I have talked in the past about the importance of adapting your environment (work or home) to your balance position. For example, when sitting in front of a computer, having feet in front, good pelvic balanced position, finding the center of your torso balancing (so that you’re not falling forward or back), then doing the same with the head (making a nodding movement to find the point when your head does not fall forward or back). When you find this general balanced position, then you place your computer screen in a position where you can see your screen comfortably. Often this involves raising your screen up to eye level and about 2 feet or so away from you (a glare protector is good as well) so that you can see the screen and the font easily. Then you can place the keyboard at belly level so when you type, your elbows are back allowing the shoulders to stay back and open.

Like any position change, this will feel weird at first, but trusting that you have a good balanced position will make a huge difference in the amount that your neck and back muscles need to work, allowing them to bring in oxygen and get rid of the CO2 so they are healthy and happy. The important thing to be aware of, is the reduction of pain and other symptoms.  That is the ultimate reward for the body, and the body needs rewards to stay in a new position.

I find more and more that the pain is never where the original dysfunction is.
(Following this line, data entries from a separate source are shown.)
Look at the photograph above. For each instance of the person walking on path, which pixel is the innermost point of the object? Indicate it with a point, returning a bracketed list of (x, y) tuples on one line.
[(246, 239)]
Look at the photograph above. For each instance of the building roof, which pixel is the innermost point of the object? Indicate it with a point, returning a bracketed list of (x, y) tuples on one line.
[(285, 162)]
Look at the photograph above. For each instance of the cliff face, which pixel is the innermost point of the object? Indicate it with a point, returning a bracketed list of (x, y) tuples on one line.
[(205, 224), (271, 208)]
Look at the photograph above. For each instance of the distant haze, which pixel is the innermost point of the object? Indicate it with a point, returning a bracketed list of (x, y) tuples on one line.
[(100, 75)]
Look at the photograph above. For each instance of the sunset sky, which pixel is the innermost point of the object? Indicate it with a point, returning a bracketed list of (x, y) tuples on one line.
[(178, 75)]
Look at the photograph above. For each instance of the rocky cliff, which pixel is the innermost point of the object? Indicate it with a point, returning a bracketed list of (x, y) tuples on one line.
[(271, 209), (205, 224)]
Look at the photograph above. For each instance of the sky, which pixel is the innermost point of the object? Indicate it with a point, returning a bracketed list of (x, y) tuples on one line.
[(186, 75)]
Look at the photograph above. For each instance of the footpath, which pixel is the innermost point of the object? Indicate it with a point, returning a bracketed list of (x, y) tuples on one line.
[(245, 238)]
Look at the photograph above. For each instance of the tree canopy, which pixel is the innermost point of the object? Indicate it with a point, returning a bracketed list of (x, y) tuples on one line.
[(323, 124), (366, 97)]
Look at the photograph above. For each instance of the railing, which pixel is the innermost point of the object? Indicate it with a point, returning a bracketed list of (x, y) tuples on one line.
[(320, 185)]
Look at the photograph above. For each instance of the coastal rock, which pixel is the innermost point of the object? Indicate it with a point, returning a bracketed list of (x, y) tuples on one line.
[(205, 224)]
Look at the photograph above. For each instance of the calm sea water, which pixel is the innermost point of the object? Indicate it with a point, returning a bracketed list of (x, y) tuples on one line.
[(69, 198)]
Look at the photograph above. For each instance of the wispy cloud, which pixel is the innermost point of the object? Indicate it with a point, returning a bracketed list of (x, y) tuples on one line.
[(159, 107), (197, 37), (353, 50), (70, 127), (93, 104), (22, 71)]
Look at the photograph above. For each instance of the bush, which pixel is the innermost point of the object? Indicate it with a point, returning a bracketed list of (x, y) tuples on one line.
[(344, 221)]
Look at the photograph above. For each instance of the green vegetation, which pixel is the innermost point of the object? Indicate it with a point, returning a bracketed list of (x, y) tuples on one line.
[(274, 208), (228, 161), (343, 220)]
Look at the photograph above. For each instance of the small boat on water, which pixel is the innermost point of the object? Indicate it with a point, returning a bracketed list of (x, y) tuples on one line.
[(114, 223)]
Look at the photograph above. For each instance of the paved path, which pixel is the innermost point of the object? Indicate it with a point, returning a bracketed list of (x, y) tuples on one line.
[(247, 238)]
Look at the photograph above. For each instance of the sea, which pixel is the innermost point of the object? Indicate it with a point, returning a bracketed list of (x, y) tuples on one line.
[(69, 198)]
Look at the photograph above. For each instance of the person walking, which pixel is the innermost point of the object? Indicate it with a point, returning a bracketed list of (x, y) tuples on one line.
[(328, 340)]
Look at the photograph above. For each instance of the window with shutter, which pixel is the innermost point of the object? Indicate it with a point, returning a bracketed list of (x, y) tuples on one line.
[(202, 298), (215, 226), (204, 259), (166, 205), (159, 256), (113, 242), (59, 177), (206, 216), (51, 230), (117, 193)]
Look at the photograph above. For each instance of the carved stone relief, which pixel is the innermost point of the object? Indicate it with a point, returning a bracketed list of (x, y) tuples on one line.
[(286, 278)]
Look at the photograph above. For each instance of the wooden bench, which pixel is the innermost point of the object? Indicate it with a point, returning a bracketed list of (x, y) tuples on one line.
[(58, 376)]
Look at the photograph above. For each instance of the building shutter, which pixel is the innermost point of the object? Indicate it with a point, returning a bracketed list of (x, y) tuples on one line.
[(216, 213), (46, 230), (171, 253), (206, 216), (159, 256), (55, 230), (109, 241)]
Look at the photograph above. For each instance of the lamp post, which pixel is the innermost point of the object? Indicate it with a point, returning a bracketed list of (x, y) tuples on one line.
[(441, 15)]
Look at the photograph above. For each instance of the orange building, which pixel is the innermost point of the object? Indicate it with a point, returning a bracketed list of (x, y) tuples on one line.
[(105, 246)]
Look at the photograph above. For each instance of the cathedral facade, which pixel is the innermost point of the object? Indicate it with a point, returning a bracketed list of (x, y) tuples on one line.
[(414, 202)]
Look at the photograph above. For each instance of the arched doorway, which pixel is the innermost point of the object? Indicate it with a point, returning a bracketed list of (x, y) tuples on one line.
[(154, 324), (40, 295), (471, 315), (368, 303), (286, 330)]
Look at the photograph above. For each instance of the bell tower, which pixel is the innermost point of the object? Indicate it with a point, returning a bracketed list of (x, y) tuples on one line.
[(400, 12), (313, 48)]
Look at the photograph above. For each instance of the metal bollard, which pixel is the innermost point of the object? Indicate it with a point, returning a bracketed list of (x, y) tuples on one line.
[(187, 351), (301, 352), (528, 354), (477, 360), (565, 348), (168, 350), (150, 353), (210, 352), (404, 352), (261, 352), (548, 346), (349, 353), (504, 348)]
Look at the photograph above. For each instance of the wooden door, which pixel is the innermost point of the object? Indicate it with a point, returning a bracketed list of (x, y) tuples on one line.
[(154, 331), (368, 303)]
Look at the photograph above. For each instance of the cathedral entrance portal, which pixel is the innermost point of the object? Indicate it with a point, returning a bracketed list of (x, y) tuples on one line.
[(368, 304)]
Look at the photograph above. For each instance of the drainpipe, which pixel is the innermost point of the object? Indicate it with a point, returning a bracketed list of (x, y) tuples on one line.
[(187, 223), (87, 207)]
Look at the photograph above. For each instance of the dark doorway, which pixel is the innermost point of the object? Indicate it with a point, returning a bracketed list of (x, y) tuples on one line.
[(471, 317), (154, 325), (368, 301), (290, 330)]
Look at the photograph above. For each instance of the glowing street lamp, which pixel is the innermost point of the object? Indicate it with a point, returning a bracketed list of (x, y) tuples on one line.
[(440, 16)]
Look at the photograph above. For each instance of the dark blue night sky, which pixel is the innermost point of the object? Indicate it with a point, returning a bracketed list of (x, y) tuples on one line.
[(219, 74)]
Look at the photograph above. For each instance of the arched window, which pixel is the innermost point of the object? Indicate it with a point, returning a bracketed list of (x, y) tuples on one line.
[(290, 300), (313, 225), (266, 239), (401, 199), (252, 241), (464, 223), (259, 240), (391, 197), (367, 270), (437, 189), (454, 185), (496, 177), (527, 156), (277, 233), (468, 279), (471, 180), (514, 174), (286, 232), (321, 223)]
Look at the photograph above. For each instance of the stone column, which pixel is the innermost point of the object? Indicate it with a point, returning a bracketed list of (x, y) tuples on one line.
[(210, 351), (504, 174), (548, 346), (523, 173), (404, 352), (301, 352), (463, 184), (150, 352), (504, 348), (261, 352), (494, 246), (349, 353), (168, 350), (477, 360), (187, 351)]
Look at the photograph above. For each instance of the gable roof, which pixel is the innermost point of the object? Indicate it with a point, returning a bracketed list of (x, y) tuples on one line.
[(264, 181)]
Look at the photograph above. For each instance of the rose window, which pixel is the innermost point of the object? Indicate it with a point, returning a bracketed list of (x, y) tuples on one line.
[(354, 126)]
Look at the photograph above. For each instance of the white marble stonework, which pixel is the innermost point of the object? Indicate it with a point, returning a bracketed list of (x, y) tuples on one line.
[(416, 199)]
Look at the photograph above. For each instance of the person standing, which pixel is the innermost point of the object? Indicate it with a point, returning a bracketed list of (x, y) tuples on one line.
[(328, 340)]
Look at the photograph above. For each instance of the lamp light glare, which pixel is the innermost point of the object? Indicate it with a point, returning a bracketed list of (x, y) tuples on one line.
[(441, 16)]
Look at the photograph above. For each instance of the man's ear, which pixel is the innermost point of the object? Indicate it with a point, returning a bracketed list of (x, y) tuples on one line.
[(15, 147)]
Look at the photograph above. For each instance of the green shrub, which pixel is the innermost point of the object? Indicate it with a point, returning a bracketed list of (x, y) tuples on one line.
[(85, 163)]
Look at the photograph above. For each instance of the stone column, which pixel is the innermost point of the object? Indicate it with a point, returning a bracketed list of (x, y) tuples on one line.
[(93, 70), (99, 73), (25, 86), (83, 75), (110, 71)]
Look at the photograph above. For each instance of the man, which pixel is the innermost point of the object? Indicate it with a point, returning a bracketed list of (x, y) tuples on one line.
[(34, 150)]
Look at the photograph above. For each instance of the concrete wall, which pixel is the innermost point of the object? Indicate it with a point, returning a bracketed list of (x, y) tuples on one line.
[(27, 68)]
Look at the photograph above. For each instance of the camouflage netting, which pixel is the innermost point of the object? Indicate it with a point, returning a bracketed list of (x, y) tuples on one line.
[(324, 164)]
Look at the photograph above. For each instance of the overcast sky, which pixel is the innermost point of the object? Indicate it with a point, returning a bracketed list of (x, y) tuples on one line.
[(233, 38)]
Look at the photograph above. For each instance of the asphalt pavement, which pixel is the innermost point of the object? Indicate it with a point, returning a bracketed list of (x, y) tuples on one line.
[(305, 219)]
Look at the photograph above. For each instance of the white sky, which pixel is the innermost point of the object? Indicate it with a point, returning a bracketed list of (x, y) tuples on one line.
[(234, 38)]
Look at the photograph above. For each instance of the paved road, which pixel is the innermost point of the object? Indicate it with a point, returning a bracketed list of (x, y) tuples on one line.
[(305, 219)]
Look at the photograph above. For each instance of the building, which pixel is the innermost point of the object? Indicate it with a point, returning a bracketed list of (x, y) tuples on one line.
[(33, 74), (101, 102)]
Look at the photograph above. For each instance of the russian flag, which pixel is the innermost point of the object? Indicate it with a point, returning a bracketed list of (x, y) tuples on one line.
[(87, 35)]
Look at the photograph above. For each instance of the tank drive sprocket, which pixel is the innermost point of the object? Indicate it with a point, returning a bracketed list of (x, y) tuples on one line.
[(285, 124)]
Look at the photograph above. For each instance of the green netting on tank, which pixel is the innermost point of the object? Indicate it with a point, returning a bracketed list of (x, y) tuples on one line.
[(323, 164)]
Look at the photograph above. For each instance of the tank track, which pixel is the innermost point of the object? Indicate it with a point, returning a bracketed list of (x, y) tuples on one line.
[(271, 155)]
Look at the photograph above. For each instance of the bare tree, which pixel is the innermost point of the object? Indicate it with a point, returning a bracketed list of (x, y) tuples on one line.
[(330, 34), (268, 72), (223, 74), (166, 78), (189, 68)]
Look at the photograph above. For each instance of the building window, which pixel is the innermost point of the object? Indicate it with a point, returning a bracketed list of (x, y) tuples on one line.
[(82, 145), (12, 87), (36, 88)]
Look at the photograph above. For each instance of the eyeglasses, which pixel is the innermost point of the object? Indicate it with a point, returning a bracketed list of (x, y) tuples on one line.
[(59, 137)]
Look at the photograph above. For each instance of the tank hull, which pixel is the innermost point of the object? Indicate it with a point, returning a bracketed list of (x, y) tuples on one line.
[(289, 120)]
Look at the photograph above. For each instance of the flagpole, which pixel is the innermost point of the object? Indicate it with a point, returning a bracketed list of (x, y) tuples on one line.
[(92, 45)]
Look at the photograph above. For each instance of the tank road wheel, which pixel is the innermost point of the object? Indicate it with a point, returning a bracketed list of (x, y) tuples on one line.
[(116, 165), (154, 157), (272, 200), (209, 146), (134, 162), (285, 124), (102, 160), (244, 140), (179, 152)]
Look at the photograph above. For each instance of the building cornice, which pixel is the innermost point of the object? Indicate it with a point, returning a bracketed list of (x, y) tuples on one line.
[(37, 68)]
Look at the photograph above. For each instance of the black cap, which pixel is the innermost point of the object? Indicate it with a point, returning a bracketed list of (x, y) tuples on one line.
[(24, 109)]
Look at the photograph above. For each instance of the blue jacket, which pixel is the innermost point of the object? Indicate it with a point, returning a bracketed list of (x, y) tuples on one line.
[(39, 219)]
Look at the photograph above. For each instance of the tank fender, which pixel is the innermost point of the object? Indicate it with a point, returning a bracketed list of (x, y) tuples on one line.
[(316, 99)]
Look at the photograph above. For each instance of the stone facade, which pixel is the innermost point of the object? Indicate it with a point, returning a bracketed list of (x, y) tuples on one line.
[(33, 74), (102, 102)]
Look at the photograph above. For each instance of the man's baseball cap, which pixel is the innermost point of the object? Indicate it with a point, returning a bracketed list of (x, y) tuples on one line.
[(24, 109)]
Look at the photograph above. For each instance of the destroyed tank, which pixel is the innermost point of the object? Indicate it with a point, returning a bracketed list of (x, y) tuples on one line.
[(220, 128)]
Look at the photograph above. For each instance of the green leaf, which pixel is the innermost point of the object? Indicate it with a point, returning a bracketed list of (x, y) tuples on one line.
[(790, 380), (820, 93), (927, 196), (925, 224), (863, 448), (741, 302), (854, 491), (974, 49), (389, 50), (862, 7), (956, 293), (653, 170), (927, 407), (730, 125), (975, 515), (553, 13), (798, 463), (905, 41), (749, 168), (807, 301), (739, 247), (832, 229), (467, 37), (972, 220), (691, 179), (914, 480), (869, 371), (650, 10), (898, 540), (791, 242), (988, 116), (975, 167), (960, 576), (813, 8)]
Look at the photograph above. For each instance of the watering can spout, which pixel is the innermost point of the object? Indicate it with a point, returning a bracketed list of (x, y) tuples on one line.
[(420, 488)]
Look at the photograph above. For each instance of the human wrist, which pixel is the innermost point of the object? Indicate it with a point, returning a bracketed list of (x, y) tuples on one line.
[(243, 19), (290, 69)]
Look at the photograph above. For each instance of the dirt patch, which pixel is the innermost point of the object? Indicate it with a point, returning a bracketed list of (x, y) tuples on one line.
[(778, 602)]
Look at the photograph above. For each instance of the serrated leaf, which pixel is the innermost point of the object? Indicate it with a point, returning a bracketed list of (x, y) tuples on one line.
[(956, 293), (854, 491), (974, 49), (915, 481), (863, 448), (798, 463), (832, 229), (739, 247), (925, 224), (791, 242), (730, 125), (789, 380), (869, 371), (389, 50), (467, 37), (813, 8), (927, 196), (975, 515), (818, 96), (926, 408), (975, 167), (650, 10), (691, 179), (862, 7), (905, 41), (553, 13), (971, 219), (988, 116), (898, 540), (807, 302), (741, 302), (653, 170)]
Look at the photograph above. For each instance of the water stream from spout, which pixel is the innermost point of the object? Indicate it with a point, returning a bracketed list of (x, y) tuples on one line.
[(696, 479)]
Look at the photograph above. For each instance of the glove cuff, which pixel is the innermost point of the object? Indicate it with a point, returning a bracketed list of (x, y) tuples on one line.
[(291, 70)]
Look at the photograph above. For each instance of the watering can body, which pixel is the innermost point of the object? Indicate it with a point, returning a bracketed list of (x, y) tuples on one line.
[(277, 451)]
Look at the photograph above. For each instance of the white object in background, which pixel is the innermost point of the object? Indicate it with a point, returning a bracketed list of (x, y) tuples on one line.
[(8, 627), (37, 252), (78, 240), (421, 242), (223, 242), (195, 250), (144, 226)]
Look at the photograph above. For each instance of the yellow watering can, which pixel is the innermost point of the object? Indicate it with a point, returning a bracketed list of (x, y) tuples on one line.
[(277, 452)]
I find that the pelvis is the center of the universe posturally. At least 8/10 times, when some has neck pain or similar it is simply because the muscles are working hard to correct the head position. For example, many times, a client’s pelvis may be raised on the right side, the body will attempt to corrcct that by pulling the torso to the right when sitting or standing. If you try leaning to the right, you will notice that your left shoulder raises and your head falls to the right. There is a sensor in each ear that ensures that if this occurs, muscles will tighten to make sure that the head is (as close as possible) rebalanced so it is level with the horizon. As above, when you are leaning to the right, your left neck muscles will tighten to pull your head straight. Very often you can’t tell that this is all going on because all that the brain is concerned with is that the head is now straight, no matter what unbalance and compensation is going on farther down in the neck and low back.

These are all side to side compensations. Now imagine that you are leaning forward on the computer working. Now your back neck muscles are working as you head is in a forward position and they are attempting to level your head on a side to side orientation. If they are doing this all day, they will become very tired and cranky causing the neck pain/headaches/arm aches/upper back pain.

So when someone comes in with neck pain, I often start by checking to see if the pelvic bones are balanced and getting an idea of the whole picture, then working up. Sometimes a person can get away with this for a while, but something very simple like a move in the wrong direction or sleeping in a strange position can set it off.

Good posture, balance, flexibility, and strength are the key to avoiding a lot of pain and dysfunction. It’s good to start from the bottom and work up to the top. To cap it all off, our heads are extremely heavy and we’re not doing out neck muscles any favors by making them hold up our heads in bad positions.